Bassist Dennis Crouch: Where to begin?
Some musicians make a living playing music. Dennis Crouch lives to play his music. And his music is almost every kind of music that fills the air breezing over back porches of Bluegrass Country to New York’s town hall.
When John Carter Cash assembled the band for Johnny Cash’s last recordings, he asked for Dennis Crouch. So, too, did June Carter Cash for her album Wildwood Flower, Randy Travis, Jerry Reed, and Loretta Lynn, not to speak of a dozen or so other icons of country music. Not bad company for a kid from Strawberry, Arkansas, who just wanted to play bass.
Bluegrass? Well , Alison Krauss is in the Crouch corner (Raising Sand & Hundred Miles or more: a Collection) Ralph Stanley, Tim O’Brien, Jim Lauderdale, Nashville Bluegrass Band, Bryan Sutton, Russ Barenberg, Aubrey Haynie, and others.
Then there’s the wider world. A talent like Dennis Crouch’s cannot be contained in a jar on the shelf marked “One Dimensional.”
Rock? Well, only if you count Elvis Costello, Steve Earle, Sting, T-Bone Burnett, John Mellencamp, and Robert Plant ( Raising Sand), to name a few among the nearly dozen stellar rockers with whom he has recorded.
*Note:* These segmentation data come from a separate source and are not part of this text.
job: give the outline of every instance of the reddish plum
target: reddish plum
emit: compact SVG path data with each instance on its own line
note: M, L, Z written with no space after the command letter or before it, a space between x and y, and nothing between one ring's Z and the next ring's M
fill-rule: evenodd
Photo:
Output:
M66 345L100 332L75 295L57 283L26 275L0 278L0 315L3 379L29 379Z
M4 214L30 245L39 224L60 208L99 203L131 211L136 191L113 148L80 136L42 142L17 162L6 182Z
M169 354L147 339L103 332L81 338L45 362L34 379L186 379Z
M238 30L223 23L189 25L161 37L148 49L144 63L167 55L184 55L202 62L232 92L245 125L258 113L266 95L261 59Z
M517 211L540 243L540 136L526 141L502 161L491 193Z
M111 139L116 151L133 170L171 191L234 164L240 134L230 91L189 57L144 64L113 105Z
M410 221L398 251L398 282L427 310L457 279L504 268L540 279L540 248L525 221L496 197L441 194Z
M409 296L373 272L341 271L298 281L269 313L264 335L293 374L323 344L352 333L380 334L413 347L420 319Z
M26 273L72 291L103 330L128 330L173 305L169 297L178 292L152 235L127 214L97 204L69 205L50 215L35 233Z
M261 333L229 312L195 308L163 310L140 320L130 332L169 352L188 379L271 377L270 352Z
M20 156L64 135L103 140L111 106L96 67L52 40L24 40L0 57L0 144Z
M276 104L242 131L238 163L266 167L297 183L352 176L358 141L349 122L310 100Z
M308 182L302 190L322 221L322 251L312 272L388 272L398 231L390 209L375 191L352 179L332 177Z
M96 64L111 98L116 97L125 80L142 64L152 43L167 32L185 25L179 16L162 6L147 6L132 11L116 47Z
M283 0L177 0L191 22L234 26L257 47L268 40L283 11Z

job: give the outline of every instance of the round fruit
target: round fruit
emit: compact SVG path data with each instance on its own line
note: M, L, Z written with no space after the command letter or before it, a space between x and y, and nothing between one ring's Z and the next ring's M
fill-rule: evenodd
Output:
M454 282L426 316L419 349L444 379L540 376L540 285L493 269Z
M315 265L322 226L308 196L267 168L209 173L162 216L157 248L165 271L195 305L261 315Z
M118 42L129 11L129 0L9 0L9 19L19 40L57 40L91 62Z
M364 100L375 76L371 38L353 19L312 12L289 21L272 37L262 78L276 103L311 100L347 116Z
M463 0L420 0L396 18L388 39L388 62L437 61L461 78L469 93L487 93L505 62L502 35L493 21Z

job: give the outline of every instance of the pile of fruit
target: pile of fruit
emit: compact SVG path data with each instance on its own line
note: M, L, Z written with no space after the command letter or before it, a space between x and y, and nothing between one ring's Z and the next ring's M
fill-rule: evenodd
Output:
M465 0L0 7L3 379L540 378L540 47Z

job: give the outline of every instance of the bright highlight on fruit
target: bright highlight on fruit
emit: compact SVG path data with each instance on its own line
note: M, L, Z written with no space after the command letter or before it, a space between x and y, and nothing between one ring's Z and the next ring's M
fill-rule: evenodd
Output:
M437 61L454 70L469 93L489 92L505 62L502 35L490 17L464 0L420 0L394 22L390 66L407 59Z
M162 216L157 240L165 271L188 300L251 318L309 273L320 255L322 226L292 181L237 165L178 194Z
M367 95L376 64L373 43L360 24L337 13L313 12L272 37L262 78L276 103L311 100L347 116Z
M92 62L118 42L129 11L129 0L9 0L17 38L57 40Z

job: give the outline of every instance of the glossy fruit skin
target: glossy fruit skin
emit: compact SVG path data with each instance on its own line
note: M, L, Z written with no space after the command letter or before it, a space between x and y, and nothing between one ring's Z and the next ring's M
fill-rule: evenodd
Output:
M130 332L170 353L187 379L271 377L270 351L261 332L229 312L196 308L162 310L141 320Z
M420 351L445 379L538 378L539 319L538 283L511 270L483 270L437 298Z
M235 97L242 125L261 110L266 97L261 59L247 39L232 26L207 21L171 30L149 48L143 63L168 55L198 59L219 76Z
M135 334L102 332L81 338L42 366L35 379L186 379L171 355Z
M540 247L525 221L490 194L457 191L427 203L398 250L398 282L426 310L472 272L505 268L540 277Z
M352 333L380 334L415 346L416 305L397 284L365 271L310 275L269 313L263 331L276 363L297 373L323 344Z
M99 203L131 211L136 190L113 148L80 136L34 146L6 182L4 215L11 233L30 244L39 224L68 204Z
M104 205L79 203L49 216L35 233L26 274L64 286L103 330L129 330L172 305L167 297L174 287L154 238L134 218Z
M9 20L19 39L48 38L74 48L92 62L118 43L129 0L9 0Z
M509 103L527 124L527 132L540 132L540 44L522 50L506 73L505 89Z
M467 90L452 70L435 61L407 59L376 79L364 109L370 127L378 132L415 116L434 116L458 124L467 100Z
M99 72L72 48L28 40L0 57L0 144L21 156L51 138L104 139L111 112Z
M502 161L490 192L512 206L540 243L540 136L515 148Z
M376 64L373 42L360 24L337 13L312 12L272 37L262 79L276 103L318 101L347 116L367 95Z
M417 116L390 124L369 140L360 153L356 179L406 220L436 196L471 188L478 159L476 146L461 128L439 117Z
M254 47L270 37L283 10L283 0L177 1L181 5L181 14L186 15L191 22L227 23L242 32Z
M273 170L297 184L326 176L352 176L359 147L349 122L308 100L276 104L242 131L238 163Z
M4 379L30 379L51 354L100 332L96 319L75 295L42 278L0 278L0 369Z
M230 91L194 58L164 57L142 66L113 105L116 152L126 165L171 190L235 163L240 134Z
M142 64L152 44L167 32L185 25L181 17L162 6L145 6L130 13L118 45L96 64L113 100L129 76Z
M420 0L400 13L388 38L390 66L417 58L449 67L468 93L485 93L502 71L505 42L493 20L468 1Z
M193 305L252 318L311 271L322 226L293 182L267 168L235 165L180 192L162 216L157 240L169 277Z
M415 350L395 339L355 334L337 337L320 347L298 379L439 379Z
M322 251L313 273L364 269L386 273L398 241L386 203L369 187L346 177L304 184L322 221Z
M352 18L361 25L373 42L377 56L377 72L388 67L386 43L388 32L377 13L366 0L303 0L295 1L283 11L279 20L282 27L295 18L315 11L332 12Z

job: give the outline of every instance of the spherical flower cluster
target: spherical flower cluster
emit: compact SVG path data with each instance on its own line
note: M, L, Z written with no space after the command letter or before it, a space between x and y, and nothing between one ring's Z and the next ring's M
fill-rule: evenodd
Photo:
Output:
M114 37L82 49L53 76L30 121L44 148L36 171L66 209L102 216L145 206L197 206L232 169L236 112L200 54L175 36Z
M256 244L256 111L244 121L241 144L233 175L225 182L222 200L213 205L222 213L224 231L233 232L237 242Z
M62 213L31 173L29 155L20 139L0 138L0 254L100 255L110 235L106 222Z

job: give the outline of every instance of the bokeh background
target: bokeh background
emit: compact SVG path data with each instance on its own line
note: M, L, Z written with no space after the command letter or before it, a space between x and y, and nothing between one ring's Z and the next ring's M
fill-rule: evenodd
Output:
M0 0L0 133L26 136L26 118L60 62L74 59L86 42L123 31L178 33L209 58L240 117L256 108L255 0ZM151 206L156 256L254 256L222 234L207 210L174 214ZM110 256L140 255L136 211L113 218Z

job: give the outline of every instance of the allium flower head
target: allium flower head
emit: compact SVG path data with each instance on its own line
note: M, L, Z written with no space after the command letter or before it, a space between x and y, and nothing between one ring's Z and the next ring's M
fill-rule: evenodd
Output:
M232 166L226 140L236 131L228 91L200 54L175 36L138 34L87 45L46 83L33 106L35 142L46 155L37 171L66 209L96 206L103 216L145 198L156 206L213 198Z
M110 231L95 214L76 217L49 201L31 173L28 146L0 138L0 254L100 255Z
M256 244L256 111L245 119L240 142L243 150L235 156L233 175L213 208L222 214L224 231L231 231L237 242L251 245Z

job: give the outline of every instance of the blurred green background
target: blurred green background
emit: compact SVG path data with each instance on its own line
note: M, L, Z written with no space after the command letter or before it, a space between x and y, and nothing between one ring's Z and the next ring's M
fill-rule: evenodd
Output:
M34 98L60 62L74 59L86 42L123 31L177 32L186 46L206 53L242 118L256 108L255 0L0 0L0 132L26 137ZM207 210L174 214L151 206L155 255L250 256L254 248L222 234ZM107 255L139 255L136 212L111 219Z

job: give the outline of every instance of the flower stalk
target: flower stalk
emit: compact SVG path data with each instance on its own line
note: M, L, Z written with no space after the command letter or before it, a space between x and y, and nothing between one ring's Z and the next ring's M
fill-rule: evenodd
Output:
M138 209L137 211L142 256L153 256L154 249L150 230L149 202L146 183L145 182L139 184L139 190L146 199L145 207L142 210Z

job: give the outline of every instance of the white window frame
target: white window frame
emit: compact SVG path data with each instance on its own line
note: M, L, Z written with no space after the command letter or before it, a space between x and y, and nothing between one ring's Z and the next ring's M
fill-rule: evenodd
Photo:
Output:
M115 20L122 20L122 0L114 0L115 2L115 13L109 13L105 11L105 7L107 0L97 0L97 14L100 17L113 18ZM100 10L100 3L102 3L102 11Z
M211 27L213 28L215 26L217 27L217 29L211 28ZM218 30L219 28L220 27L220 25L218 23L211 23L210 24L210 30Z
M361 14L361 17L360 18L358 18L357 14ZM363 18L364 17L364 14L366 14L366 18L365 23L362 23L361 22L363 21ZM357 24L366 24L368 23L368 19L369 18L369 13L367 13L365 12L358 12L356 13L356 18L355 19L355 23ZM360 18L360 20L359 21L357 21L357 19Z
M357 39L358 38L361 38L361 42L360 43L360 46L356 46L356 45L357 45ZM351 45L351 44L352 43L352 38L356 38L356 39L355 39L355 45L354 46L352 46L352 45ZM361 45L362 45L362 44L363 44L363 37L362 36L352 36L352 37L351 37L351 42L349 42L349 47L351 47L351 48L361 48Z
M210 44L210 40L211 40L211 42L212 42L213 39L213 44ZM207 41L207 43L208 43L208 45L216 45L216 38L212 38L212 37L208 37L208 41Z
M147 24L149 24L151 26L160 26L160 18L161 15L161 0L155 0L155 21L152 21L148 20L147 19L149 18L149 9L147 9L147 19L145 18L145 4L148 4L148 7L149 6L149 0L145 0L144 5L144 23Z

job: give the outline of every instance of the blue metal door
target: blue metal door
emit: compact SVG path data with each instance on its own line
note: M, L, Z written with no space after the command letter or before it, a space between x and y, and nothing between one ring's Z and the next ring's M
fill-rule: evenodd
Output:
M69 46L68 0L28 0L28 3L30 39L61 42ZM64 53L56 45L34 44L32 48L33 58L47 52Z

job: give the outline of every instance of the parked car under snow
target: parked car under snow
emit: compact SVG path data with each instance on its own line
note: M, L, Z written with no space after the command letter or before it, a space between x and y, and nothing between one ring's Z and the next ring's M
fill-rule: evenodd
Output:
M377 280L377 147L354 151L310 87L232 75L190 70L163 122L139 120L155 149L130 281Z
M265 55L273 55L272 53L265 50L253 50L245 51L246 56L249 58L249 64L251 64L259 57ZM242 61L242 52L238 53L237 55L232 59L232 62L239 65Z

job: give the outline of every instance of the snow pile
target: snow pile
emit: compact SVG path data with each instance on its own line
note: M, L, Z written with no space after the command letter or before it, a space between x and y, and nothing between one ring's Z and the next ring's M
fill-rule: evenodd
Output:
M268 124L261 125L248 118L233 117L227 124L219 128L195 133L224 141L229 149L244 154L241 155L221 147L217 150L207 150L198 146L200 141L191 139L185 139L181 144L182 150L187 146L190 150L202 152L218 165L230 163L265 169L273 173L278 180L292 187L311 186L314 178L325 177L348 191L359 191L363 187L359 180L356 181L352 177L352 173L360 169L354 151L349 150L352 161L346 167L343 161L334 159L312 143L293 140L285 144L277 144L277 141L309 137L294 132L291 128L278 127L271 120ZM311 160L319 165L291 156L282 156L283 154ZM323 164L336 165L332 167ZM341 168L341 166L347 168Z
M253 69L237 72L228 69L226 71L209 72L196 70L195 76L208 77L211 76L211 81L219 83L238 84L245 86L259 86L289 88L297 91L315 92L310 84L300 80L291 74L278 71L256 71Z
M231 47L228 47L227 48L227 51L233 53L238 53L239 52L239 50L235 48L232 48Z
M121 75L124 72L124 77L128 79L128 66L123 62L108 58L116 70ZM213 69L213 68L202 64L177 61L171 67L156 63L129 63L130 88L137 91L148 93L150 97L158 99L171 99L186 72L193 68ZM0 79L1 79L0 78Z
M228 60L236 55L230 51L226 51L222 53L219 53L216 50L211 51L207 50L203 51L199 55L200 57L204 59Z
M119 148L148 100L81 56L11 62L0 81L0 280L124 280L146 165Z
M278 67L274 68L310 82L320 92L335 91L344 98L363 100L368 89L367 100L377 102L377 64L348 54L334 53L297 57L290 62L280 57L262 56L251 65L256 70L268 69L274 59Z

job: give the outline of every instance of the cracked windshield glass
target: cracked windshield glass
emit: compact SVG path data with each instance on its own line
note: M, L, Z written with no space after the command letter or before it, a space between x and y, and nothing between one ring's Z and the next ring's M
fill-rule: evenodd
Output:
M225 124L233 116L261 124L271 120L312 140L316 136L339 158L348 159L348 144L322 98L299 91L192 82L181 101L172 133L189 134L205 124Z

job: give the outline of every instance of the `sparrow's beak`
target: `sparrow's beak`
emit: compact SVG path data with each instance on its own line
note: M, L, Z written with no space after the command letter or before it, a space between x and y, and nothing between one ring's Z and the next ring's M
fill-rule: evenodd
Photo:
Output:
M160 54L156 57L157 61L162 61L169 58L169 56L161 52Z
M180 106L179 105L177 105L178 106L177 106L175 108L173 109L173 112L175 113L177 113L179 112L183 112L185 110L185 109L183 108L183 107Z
Jazz/Swing? Sure, and that brings us back full circle. In 1998 Crouch co-founded the Time Jumpers, a group as at home in jazz as in knee-high traditional country and Western swing. He’s also recorded with the likes of Duke Heitger, Evan Christopher, David Hungate and April Barrows, Jerry Krahn and others.
By the way, if you’re a movie-goer, you’ve probably heard Crouch unawares on a number of soundtracks, as in Walk the Line, Cold mountain, Don’t Come Knockin’, Mad Money, Songcatcher, and Across the Universe.
Dennis, his wife, children, dogs and cats abide near Nashville, Tennessee, where he is, no doubt, preparing for yet another tour or recording date with some giant of jazz or country or bluegrass or rock.